Input matrix, of shape (n, d).

sketch_size: int

Number of rows for the sketch.

seed : None or int or numpy.random.RandomState instance, optional

This parameter defines the RandomState object to use for drawing random variates. If None (or np.random), the global np.random state is used. If integer, it is used to seed the local RandomState instance. Default is None.

Returns:
A’ : array_like

Sketch of the input matrix A, of size (sketch_size, d).

Notes

This is an implementation of the Clarkson-Woodruff Transform (CountSketch).
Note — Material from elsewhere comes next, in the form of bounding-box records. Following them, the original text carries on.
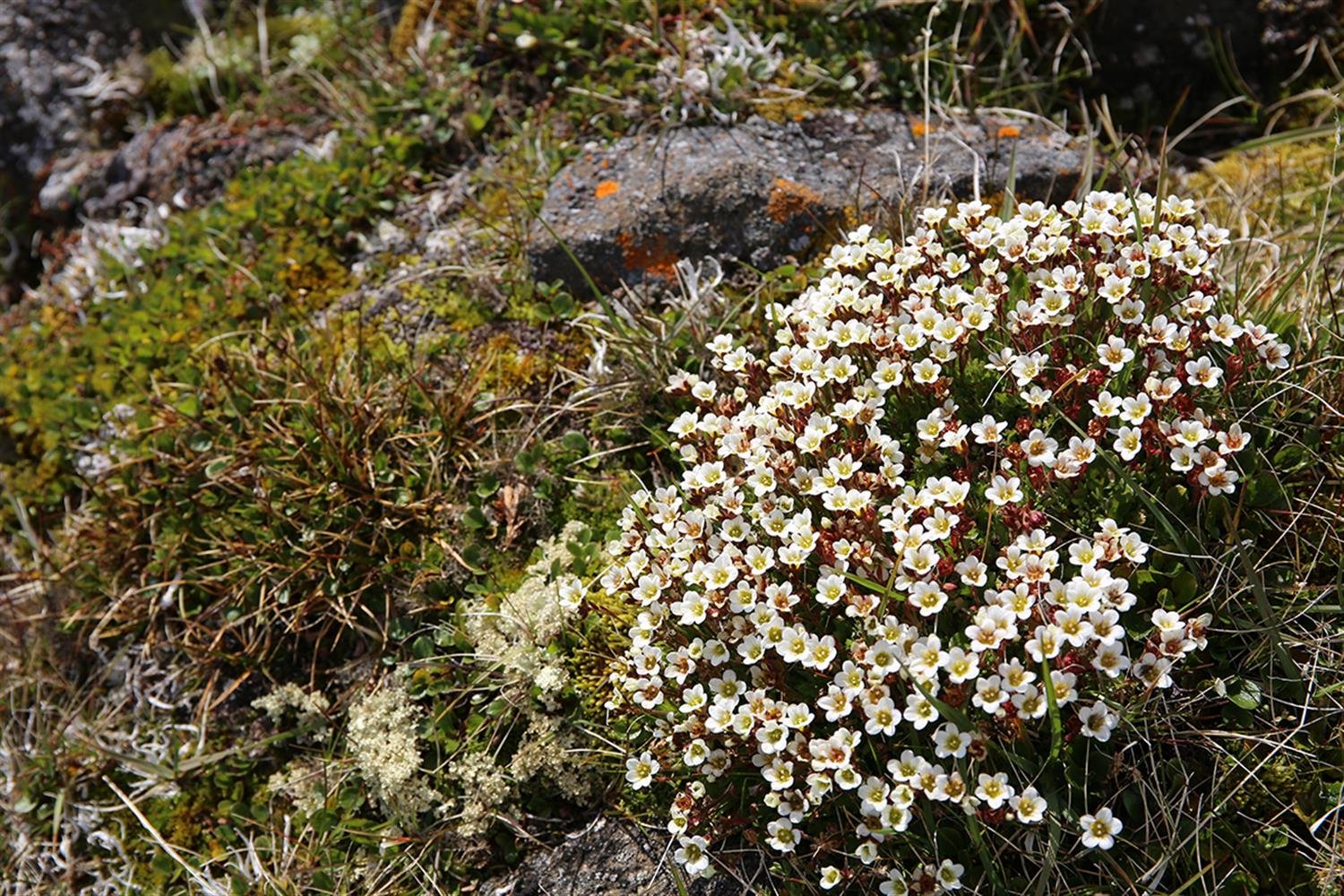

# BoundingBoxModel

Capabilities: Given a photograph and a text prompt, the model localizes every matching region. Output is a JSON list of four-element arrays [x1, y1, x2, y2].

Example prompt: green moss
[[0, 135, 417, 537]]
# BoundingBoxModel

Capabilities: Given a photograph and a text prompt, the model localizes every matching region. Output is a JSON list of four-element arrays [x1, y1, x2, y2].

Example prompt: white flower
[[765, 818, 800, 853], [1078, 700, 1118, 743], [672, 837, 710, 877], [625, 750, 661, 790], [1078, 809, 1125, 849], [986, 476, 1024, 506], [1008, 788, 1046, 825]]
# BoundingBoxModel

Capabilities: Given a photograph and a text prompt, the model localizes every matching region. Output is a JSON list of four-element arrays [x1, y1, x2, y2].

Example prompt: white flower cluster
[[652, 9, 784, 121], [601, 192, 1288, 893]]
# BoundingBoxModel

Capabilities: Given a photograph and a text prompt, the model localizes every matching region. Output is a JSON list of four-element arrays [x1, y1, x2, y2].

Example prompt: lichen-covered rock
[[0, 0, 140, 189], [529, 111, 1085, 291], [478, 815, 768, 896], [38, 116, 322, 218]]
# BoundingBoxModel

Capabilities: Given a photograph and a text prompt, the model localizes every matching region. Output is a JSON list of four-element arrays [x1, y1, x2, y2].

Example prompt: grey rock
[[489, 815, 769, 896], [0, 0, 139, 189], [38, 116, 320, 219], [529, 111, 1086, 294]]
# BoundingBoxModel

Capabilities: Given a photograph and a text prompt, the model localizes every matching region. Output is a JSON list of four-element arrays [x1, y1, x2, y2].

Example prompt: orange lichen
[[616, 234, 677, 280], [766, 177, 822, 224]]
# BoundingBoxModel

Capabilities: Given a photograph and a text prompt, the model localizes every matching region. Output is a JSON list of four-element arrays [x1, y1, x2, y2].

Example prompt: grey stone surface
[[478, 815, 769, 896], [0, 0, 140, 189], [529, 111, 1086, 296]]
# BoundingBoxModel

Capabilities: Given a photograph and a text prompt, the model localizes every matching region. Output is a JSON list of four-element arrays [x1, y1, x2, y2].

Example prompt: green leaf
[[1228, 678, 1261, 710], [561, 430, 589, 454]]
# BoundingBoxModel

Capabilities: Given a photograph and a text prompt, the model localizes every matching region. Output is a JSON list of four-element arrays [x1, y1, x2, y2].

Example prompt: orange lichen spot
[[616, 234, 677, 280], [766, 177, 822, 224]]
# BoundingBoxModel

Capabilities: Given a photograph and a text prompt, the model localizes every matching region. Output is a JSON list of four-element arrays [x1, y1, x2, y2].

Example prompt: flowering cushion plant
[[589, 192, 1288, 893]]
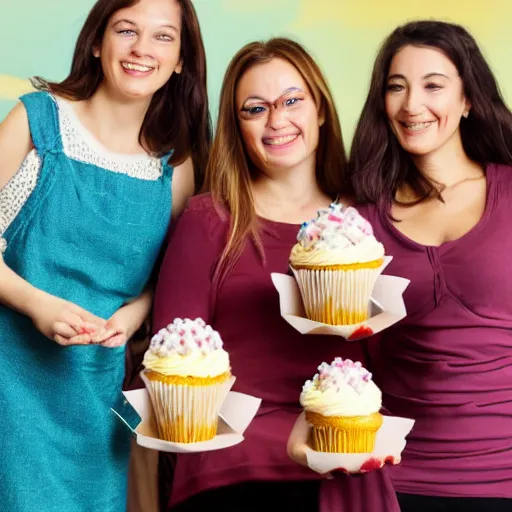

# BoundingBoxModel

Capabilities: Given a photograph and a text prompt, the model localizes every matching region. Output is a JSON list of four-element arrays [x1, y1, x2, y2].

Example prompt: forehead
[[111, 0, 181, 28], [389, 45, 458, 78], [236, 58, 308, 102]]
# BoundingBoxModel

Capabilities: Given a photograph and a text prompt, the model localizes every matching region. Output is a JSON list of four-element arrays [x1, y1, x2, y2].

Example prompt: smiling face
[[385, 46, 470, 156], [236, 58, 322, 172], [94, 0, 181, 100]]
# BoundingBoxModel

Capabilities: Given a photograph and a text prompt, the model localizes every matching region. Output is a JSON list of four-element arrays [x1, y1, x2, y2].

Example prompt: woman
[[351, 21, 512, 512], [0, 0, 209, 512], [153, 39, 396, 512]]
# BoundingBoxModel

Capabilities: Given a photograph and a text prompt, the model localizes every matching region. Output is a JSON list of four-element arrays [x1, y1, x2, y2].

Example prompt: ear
[[318, 106, 325, 126], [462, 98, 473, 117]]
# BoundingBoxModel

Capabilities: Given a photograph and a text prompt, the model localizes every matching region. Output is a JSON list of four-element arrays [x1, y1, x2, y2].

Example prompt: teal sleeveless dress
[[0, 92, 172, 512]]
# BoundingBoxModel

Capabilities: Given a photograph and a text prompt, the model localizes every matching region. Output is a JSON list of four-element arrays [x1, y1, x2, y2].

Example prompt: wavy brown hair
[[32, 0, 212, 189], [350, 21, 512, 205], [206, 38, 346, 284]]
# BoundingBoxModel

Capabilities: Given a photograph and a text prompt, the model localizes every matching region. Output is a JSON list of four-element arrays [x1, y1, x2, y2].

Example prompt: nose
[[403, 87, 423, 116], [267, 106, 287, 130], [131, 32, 151, 57]]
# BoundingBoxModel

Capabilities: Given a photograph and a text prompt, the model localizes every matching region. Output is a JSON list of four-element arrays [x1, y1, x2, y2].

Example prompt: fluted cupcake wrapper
[[142, 370, 235, 443], [291, 265, 384, 325]]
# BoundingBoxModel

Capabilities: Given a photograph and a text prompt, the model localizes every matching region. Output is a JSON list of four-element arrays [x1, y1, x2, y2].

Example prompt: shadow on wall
[[0, 75, 34, 101]]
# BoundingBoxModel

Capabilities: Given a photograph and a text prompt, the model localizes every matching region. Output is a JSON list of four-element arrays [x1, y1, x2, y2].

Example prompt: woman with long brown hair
[[351, 21, 512, 512], [153, 38, 396, 512], [0, 0, 210, 512]]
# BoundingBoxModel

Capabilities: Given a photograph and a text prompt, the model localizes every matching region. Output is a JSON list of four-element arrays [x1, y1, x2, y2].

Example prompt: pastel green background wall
[[0, 0, 512, 142]]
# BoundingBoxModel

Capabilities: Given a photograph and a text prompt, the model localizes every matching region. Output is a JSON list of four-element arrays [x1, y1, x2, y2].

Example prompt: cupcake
[[290, 203, 384, 325], [142, 318, 233, 443], [300, 357, 383, 453]]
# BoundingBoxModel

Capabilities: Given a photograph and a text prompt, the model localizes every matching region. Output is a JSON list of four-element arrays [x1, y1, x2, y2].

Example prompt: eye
[[284, 98, 301, 107], [242, 105, 265, 116], [117, 28, 135, 36], [386, 84, 404, 92]]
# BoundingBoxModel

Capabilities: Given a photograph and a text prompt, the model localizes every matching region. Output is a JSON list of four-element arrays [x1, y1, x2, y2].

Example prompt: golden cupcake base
[[306, 412, 383, 453]]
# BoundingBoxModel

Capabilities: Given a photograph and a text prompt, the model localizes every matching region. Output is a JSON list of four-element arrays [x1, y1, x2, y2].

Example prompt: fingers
[[61, 308, 101, 335], [91, 328, 120, 343], [74, 306, 107, 327], [53, 334, 91, 347], [101, 334, 127, 348], [53, 322, 79, 338]]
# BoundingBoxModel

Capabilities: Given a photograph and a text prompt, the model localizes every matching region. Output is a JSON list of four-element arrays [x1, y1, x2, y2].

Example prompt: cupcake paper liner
[[142, 370, 235, 443], [291, 265, 385, 325]]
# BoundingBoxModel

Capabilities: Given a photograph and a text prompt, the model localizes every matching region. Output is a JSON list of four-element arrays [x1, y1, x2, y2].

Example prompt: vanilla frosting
[[300, 357, 382, 417], [290, 203, 384, 267], [143, 318, 230, 377]]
A' can be computed in principle in O(nnz(A)) (with nnz meaning the number of nonzero entries), however we don’t take advantage of sparse matrices in this implementation.

References

[1]Kenneth L. Clarkson and David P. Woodruff. Low rank approximation and regression in input sparsity time. In STOC, 2013.

Examples

Given a big dense matrix A:

>>> from scipy import linalg
>>> n_rows, n_columns, sketch_n_rows = (2000, 100, 100)
>>> threshold = 0.1
>>> tmp = np.random.normal(0, 0.1, n_rows*n_columns)
>>> A = np.reshape(tmp, (n_rows, n_columns))
>>> sketch = linalg.clarkson_woodruff_transform(A, sketch_n_rows)
>>> sketch.shape
(100, 100)
>>> normA = linalg.norm(A)
>>> norm_sketch = linalg.norm(sketch)

Now with high probability, the condition abs(normA-normSketch) < threshold holds.